Un danger sombre plane sur l’État d’Israël

Une part importante des membres de la coalition actuelle – certains sont des délinquants déjà condamnés, d’autres des accusés en cours de procès, et d’autres encore font l’objet d’enquêtes pour des infractions pénales présumées – transforme les membres du gouvernement actuel en une sorte de bande mafieuse qui a pris le contrôle du pays.
Dans un État bien ordonné, où la démocratie est le fondement même de son existence, lorsque le système judiciaire – gardien des minorités, de la loi et de l’ordre public – est affaibli et aliéné par le pouvoir, la dictature guette et conduit à un renversement de régime qui menace la liberté individuelle, et plus largement l’identité fondamentale de l’État depuis toujours.

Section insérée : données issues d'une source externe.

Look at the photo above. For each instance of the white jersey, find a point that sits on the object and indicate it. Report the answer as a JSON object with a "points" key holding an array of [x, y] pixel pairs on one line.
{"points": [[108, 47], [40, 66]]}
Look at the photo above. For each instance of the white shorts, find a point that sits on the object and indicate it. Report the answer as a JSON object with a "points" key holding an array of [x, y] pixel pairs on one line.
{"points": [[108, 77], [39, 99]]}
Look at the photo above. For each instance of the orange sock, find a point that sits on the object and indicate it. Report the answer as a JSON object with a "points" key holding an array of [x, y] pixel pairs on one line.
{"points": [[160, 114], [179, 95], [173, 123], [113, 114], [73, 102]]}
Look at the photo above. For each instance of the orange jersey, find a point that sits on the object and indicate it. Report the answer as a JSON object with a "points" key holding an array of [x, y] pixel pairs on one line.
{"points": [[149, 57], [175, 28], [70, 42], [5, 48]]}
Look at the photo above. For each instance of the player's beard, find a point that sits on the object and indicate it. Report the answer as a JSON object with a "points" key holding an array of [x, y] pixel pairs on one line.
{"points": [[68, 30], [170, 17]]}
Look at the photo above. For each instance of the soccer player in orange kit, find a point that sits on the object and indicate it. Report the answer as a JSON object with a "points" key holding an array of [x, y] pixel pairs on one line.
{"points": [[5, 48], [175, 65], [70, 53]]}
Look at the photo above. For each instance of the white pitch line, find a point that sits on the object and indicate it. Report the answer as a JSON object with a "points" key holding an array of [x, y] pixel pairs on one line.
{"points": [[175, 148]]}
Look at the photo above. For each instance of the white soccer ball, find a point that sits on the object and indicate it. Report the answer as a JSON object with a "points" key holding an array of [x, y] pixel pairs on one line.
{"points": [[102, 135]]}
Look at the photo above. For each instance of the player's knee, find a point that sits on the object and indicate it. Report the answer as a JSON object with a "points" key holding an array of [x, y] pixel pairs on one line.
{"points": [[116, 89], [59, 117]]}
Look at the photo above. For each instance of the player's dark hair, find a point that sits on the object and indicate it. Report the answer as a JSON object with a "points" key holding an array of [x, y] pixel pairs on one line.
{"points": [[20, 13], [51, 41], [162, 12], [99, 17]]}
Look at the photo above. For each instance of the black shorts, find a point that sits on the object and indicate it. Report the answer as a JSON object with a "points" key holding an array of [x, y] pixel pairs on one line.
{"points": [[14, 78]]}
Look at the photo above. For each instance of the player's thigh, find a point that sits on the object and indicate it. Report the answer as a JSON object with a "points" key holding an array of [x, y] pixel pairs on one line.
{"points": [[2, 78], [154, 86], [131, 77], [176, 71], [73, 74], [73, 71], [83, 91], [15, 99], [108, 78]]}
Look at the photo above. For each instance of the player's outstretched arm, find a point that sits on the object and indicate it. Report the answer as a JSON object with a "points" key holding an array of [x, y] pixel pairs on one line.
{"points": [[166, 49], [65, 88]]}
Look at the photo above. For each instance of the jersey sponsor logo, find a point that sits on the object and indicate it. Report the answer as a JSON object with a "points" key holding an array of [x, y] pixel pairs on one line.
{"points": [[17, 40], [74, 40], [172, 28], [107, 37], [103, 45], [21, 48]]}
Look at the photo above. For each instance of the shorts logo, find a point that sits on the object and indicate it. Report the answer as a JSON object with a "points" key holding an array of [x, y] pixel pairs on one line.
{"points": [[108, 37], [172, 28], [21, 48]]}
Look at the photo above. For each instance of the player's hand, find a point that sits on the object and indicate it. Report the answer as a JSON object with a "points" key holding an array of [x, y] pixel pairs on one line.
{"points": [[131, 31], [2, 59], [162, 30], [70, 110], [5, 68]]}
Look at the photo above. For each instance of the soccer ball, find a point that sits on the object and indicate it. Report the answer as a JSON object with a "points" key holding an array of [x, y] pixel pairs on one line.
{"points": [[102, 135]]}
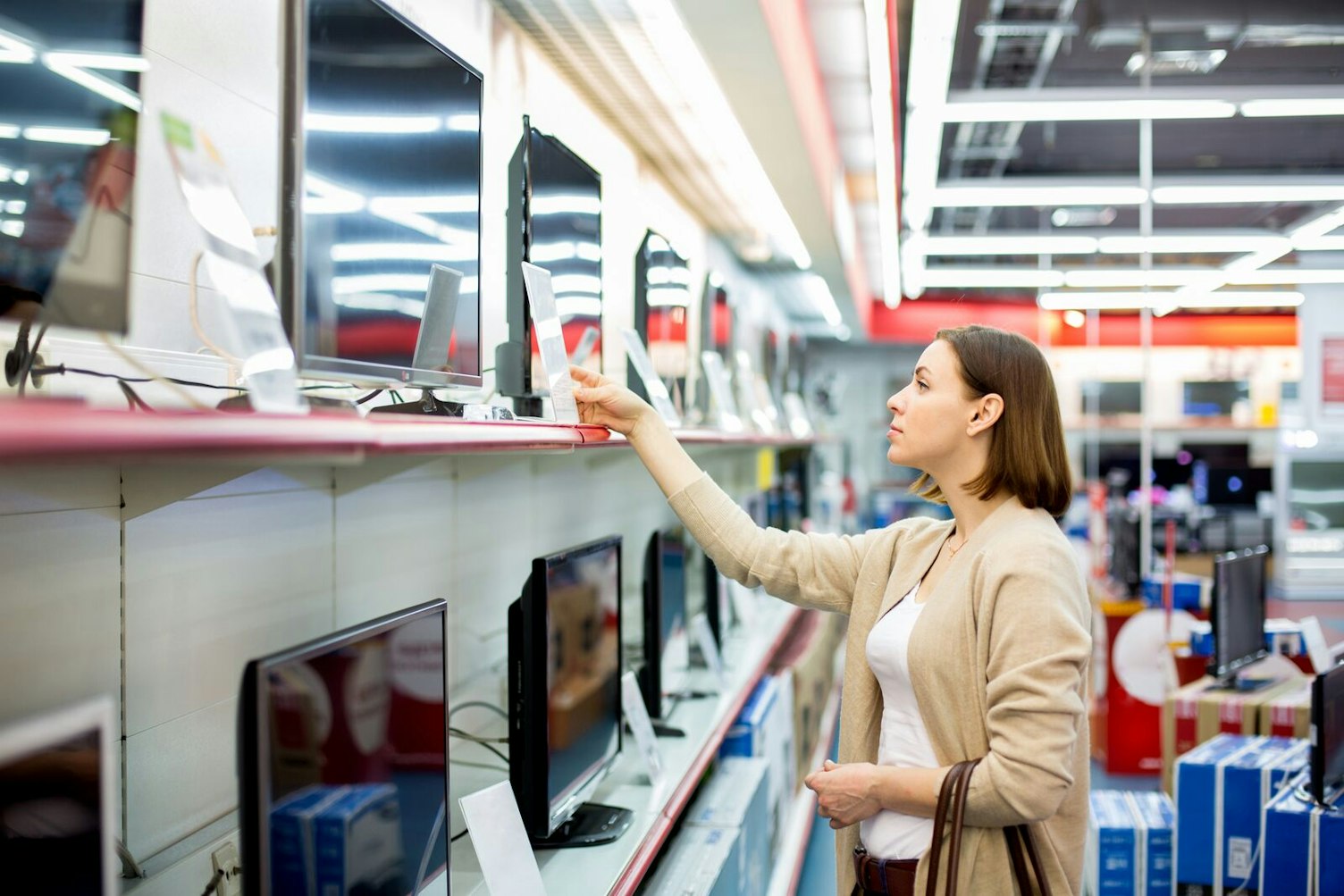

Certes, à la différence des pays totalitaires comme l’Iran, la Russie, la Turquie et d’autres, des élections démocratiques en Israël peuvent provoquer un changement de pouvoir, mais de nombreux signes témoignent d’une radicalisation et d’une situation de non-retour où l’État s’est enlisé. Apparemment, « toute nation a le gouvernement qu’elle mérite », selon le philosophe français Joseph De Maistre.
La politique théocratique-nationaliste menée par le gouvernement actuel, la deuxième intifada déclenchée à l’initiative de Yasser Arafat malgré les accords d’Oslo, et surtout le pogrom du 7-Octobre – tout cela éloigne, la majorité des Juifs d’Israël, des valeurs exprimées de la Déclaration de l’Indépendance, même au prix de la perte de la démocratie.
Des démographes de renom prévoient que le nombre de Haredim (ultra-orthodoxes) ne cesse de croître de manière exponentielle, avec une aspiration claire à l’instauration d’un pouvoir fondé sur la halakha (la loi religieuse). Selon des prévisions basées sur les données du Bureau central des statistiques, la proportion de Haredim devrait atteindre, vers 2040, environ 25 % de la population juive d’Israël, et en 2059 leur part s’élèverait à environ 35 %. Leur union en fera le plus grand parti du pays, ce qui leur permettra d’accomplir leur vision : transformer de facto l’État en théocratie.
Les dirigeants des ultra-orthodoxes juifs ont un dénominateur commun avec leurs équivalents musulmans parmi nous. Ils utilisent la « divinité » comme instrument politico-clientéliste et intéressé pour soumettre un public vulnérable – économiquement, idéologiquement et parfois spirituellement.
Par ailleurs, comme dans de nombreux pays occidentaux, le nationalisme – le plus souvent de nature extrémiste – n’a pas non plus épargné Israël. Ici, ses complices se qualifient de « messianiques », portent la kippa et des papillotes, ce qui leur sert à nourrir l’ambition de dominer la totalité de la terre d’Israël – de la mer au Jourdain. Ils vouent un culte à la terre au prix de vies humaines, en totale contradiction avec les valeurs du judaïsme.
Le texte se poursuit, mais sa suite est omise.